Nearby markets recommended for enterprises to boost exports hinh anh 1A shrimp processing factory in Vietnam (Photo: VNA)
Hanoi (VNA) – Enterprises of Vietnam have been recommended to diversify markets, including nearby countries, to promote exports, which are bouncing back strongly but also facing certain headwinds.

Trade experts said as China is the biggest exporter of goods to Vietnam, its lockdown measures prompted by the COVID-19 resurgence will affect the latter’s processing, manufacturing, and exports in the months ahead.

China’s zero-COVID policy, not to mention issues in the two countries’ cross-border trading procedures, limited transport and logistics infrastructure in border areas, has also led to severe goods congestion at border gates for certain periods of time and a decline in cross-border trade in the recent past.

Besides, despite abundant orders, recovering production activities, and a stable workforce, manufacturing sectors are struggling with soaring input costs due to the pandemic and the Russia - Ukraine conflict.

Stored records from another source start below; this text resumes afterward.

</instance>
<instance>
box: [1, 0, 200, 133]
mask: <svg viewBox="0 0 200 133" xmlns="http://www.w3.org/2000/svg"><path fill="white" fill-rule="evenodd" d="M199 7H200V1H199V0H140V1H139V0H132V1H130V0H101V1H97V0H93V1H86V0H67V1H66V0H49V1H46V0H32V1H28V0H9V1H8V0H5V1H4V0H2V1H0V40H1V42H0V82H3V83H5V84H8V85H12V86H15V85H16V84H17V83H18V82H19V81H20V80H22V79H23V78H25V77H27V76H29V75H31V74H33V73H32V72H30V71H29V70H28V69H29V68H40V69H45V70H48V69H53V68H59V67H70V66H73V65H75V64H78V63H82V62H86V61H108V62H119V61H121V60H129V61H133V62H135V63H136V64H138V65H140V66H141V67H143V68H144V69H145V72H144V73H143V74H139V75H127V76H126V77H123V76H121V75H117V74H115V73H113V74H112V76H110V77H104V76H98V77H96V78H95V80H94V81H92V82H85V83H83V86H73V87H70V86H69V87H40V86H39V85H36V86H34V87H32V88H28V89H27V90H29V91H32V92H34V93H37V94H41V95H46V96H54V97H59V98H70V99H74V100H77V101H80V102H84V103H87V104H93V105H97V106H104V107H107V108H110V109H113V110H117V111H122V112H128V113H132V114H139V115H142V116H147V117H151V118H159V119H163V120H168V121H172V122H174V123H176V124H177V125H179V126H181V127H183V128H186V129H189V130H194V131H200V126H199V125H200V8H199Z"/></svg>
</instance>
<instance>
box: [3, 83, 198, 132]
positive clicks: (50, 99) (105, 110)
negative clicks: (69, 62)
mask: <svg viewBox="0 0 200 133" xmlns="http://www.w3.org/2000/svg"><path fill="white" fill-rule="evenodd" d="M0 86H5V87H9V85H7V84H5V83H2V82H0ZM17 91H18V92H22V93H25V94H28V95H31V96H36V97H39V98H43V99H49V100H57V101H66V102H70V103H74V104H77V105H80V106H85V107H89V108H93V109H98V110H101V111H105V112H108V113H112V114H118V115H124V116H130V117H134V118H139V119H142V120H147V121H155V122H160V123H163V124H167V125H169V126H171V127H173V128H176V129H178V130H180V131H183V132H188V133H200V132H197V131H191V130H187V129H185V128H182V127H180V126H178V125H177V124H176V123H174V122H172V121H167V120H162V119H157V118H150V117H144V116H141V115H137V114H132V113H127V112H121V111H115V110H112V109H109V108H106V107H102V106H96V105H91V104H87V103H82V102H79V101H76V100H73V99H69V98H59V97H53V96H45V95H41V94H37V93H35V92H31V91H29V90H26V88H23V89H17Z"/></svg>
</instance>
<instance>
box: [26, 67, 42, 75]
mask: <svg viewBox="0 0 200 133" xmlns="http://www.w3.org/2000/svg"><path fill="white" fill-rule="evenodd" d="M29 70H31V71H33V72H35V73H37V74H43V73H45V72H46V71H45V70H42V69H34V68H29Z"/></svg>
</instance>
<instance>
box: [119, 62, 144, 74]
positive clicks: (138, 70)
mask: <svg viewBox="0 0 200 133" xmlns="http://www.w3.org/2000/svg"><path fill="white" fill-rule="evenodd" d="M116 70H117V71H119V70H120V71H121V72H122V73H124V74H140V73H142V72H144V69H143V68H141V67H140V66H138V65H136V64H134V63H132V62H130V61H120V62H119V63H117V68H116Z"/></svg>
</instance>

Bien Tan Tai, Deputy Director of the Binh Thuan Department of Industry and Trade, said aside from the Chinese market, the central province will increase aid for enterprises to take part in overseas trade promotion activities, with a focus on India, Pakistan, Bangladesh, the Middle East, and the countries that have signed free trade agreements with Vietnam.

It will help dragon fruit exporters directly take part in distribution networks of foreign retailers in Vietnam such as Lotte (the Republic of Korea), Aeon (Japan), and Big C (Thailand) so as to boost sales and expand their reach to foreign markets.

The northern mountainous province of Son La views Cambodia as one of the potential markets, aside from China, Australia, the RoK and Japan, for local longan and plum because, as experts said, apart from the close proximity, Cambodia also shares many cultural, market demand, and consumption habit similarities with those of Vietnam.

Laos is also assessed as a potential market for Vietnamese farm produce and goods.

Tran Van Yen, Director of the Thanh Chan fisheries cooperative in Dien Bien - a northern province bordering Laos, said the eight pairs of international border gates, seven pairs of main border gates, and 18 pairs of auxiliary ones along the Vietnam - Laos border make it favourable for bilateral trading as both time and costs are reduced considerably compared to trading with other countries.

Experts held that apart from improving product quality and meeting requirements of demanding markets, it is also necessary for enterprises to capitalise on nearby markets such as Laos, Cambodia and Thailand as changes have constantly occurred in global markets, especially since the COVID-19 pandemic broke out, and shipping costs has kept rising.

In addition, as unprocessed farm produce still accounts for about 65% of Vietnam’s total agricultural exports, the shipment of fresh commodities to neighbouring markets, which also has demand for fresh produce, will also help cut down transportation expenses and deal with falling prices in harvest seasons./.